Tokenmaxxing: la moda de Silicon Valley de medir la productividad por tokens de IA quemados

Tokenmaxxing: la moda de Silicon Valley de medir la productividad por tokens de IA quemados
Fuente: tomshardware.com

Tokenmaxxing es gastar tokens de IA a lo bestia para demostrar que eres productivo. Suena a broma de oficina y en parte lo es. Pero la discusión de fondo, cómo se mide el trabajo cuando la IA hace una parte, se ha metido en los comités de dirección de medio Silicon Valley.

El término explotó cuando Jensen Huang, consejero delegado de Nvidia, dijo que estaría 'profundamente alarmado' si sus ingenieros no quemaran tokens por valor de medio sueldo. La cifra que puso es concreta: un ingeniero de 500.000 dólares al año debería consumir al menos 250.000 en tokens. Lo dijo en el All-In Podcast, grabado en el último día del GTC 2026.

Puntos clave

  • Huang: un ingeniero de 500.000 dólares debería gastar 250.000 o más en tokens al año. Sobre si Nvidia aspira a unos 2.000 millones anuales para su equipo de ingeniería, respondió 'lo estamos intentando'.
  • Un empleado de Meta montó por su cuenta un ranking interno, 'Claudeonomics', que agregaba a más de 85.000 personas. En 30 días sumaron 60,2 billones de tokens; el número uno gastó 281.000 millones él solo. Meta lo eliminó tras el revuelo.
  • Ramp reporta que el gasto medio mensual en tokens de sus clientes se multiplicó por 13 desde enero de 2025.
  • Uber agotó su presupuesto de IA de 2026 en cuatro meses y puso un tope de 1.500 dólares al mes por herramienta de IA y empleado.

De métrica interna a marcador de oficina

La idea de partida tiene sentido. Si tu empresa adopta IA, quieres saber si la gente la usa de verdad, y el gasto en tokens es una señal fácil de leer. El problema aparece cuando la señal se convierte en el objetivo. En cuanto Meta tuvo un ranking público de quién quema más, quemar tokens pasó a ser el juego, no el medio. Por eso lo quitaron: premiaba el consumo, no el resultado.

El caso de Uber enseña el otro lado de la curva. Desplegaron Claude Code entre sus ingenieros, el coste medio se fue a entre 150 y 250 dólares por persona al mes, y los usuarios intensivos llegaban a superar los 2.000. Resultado: se comieron el presupuesto anual de IA en cuatro meses y tuvieron que poner un tope de 1.500 dólares por herramienta y empleado.

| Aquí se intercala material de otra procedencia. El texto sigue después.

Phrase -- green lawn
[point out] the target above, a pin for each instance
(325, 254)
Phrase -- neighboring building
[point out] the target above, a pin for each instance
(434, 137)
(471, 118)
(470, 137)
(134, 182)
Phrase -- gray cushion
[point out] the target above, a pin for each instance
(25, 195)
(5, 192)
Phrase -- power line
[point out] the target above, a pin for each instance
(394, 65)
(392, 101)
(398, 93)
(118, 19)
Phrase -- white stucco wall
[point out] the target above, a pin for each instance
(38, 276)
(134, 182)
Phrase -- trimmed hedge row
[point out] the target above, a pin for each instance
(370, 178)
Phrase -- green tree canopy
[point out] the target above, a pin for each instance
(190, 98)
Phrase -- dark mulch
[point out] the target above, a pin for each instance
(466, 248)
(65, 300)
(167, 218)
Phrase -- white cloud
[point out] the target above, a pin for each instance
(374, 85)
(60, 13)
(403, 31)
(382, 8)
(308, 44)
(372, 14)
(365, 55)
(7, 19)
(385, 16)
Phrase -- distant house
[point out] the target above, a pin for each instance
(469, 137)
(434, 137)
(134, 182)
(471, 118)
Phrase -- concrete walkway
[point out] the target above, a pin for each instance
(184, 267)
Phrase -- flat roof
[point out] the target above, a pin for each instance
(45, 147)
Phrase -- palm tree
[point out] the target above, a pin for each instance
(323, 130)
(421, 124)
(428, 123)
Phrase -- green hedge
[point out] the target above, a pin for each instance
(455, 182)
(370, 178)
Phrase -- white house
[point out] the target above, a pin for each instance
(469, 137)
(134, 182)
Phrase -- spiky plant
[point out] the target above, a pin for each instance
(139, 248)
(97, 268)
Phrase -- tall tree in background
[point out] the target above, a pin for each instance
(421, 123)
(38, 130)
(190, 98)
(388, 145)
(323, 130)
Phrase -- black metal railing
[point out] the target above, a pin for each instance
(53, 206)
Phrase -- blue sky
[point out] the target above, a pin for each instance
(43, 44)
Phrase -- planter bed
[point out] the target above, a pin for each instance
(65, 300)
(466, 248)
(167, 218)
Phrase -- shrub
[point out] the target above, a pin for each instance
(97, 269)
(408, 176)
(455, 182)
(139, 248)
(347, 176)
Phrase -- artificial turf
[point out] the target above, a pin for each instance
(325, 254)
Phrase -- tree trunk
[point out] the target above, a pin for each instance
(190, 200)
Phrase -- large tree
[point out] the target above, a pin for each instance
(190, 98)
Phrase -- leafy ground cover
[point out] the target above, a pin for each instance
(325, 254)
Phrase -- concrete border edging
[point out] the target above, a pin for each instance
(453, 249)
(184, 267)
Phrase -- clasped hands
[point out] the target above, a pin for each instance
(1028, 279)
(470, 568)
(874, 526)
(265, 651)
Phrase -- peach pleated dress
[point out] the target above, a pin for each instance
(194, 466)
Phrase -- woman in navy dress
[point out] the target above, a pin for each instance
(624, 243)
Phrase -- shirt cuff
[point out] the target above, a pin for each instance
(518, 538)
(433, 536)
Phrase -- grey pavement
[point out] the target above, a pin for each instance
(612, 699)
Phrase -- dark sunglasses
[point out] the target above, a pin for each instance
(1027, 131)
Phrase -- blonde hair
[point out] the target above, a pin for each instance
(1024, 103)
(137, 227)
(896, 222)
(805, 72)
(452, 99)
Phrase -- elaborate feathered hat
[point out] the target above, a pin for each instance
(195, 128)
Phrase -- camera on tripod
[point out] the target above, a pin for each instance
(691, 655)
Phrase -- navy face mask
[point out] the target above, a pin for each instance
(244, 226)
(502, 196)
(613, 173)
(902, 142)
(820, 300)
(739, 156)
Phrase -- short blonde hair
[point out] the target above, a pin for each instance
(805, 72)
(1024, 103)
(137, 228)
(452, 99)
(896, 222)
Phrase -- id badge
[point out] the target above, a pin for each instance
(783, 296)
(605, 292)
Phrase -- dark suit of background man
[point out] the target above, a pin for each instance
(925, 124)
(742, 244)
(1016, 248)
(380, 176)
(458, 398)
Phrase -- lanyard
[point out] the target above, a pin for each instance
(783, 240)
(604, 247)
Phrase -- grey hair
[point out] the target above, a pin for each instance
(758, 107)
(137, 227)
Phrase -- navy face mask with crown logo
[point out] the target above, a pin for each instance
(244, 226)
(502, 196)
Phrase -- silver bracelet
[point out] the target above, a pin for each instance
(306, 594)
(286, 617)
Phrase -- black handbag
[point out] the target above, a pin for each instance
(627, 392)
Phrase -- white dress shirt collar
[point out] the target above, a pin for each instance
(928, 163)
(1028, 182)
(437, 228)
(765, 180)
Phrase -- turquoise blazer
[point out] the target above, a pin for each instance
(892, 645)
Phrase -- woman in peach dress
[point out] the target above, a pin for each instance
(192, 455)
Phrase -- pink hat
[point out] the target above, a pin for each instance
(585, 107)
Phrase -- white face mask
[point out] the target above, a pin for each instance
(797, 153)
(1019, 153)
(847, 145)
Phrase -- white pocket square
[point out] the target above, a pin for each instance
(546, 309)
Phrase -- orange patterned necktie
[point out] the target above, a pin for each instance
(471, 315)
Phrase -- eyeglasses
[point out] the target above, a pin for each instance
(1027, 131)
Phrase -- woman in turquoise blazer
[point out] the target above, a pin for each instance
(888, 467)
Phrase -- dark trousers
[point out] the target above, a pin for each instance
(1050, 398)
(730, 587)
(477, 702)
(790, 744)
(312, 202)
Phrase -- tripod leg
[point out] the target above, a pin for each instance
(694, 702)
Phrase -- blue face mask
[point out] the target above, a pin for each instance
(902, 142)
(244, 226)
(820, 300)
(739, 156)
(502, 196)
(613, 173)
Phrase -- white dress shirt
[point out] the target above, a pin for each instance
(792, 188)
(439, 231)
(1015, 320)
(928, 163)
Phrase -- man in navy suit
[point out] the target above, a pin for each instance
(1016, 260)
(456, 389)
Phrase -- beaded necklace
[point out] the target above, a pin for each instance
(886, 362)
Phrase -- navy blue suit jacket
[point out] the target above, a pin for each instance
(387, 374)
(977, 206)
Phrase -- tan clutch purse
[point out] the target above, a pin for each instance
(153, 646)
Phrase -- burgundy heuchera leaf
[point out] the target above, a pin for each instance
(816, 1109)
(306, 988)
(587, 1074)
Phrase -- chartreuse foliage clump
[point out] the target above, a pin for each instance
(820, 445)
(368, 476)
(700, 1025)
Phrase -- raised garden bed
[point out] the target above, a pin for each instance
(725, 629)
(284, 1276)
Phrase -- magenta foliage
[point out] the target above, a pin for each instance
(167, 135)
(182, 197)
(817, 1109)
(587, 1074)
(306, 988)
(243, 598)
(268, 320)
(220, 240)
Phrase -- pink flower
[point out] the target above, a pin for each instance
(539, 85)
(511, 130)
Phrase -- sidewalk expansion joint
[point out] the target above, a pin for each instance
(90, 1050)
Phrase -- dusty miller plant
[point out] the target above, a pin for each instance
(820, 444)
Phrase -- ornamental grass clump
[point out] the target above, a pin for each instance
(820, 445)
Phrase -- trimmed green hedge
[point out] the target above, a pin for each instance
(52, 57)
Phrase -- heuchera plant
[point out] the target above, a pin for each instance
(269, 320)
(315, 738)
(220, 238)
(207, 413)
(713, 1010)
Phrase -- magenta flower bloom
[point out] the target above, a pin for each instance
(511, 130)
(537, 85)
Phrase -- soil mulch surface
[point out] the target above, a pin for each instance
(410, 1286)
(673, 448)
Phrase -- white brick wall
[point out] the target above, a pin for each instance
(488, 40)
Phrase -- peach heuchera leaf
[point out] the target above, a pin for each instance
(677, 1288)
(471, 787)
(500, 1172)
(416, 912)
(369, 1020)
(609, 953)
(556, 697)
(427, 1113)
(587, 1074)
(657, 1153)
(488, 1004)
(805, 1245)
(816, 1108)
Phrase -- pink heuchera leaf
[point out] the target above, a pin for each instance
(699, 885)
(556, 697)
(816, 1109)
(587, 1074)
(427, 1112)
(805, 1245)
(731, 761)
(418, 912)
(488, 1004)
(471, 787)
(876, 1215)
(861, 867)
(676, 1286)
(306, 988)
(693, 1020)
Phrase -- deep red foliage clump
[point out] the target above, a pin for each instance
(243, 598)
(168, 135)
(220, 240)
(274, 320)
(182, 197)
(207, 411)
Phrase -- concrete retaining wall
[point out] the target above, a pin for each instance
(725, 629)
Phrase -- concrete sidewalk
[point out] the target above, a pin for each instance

La misma herramienta que dispara la productividad dispara la factura, y nadie tenía calibrado cuánto.

El contraargumento útil

Reid Hoffman puso el matiz que salva la conversación. Medir cuántos tokens usa cada uno vale como termómetro de adopción, pero lo que importa es para qué los usan. Su propuesta es meter a gente de todas las funciones a experimentar a la vez, asumir que parte de esos experimentos van a fallar, y montar una revisión semanal: qué probamos esta semana con IA y qué aprendimos. El foco se mueve del número absoluto al patrón que funciona.

Por qué importa para tu empresa

No hace falta que tengas 85.000 empleados para sacar la lección. Si no mides nada del uso interno de IA, empieza por lo básico: cuánto se gasta y en qué casos. Si ya mides solo el gasto, añade el uso real, porque el gasto a secas se manipula en un tarde.

Y resiste la tentación de premiar el número gordo. Lo que te interesa no es cuántos tokens quema tu equipo, es cuánto trabajo sale por cada euro de token. Un ingeniero que resuelve el problema con 10.000 tokens vale más que uno que da vueltas gastando 200.000. El ranking de Meta medía justo lo contrario, y por eso duró lo que duró.